Whether a search violates someone’s “reasonable expectation of privacy” is one yardstick by which the court decides whether there has been a violation of the 4th Amendment. That approach traces back to a 1967 decision in which the court held that the FBI committed an unconstitutional search and seizure when it attached an eavesdropping device to the outside of a telephone booth.

But there is an older definition of “unreasonable search” that involved a physical trespass on private property. It was that notion that Scalia invoked in 2012 when he wrote the majority opinion in a case in which the court ruled that attaching a GPS tracking device to a drug suspect’s vehicle was search.

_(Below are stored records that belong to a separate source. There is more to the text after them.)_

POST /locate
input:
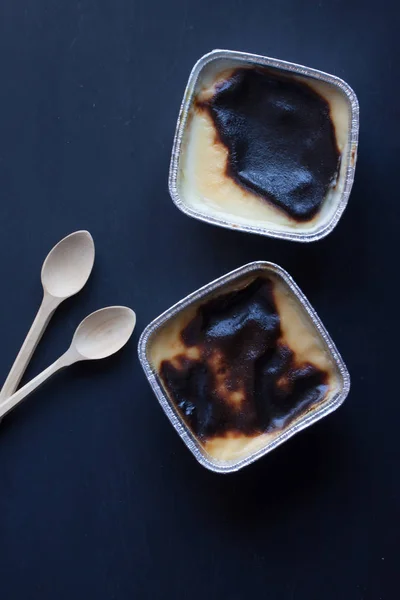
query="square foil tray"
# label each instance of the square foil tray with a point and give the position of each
(169, 408)
(348, 160)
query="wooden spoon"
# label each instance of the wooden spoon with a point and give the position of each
(64, 273)
(101, 334)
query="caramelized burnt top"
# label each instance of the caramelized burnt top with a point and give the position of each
(280, 138)
(237, 375)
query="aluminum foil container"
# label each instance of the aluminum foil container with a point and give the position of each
(317, 228)
(212, 289)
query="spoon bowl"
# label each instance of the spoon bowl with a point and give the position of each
(104, 332)
(101, 334)
(64, 273)
(68, 265)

“It is important to be clear about what occurred in this case,” Scalia wrote. “The Government physically occupied private property for the purpose of obtaining information. We have no doubt that such a physical intrusion would have been considered a ‘search’ within the meaning of the 4th Amendment when it was adopted.”

On Wednesday Gorsuch’s questions indicated that he too saw privacy as a subset of property rights. Indeed, in questioning Carpenter’s lawyer he began: “Focusing on the property-based approach, putting aside reasonable expectation for just a moment . . .” Later, in a colloquy with the lawyer representing the U.S. government, he suggested that a cell phone data was a customer’s “property right.”

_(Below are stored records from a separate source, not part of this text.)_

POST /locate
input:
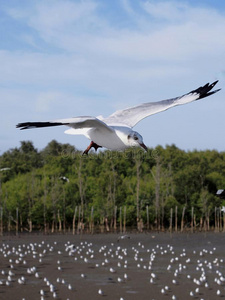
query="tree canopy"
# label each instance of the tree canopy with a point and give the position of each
(101, 184)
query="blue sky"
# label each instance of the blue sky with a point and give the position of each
(66, 58)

To win, Carpenter needs five votes, not five signatures on the same opinion. Conceivably four justices could sign an opinion based on the “reasonable expectation” approach, and Gorsuch could write a solo concurrence based on a property-rights theory. But Chief Justice John G. Roberts Jr. is known to prefer consensus. Would Gorsuch be willing to sign an opinion that reached the right result by the “wrong” reasoning?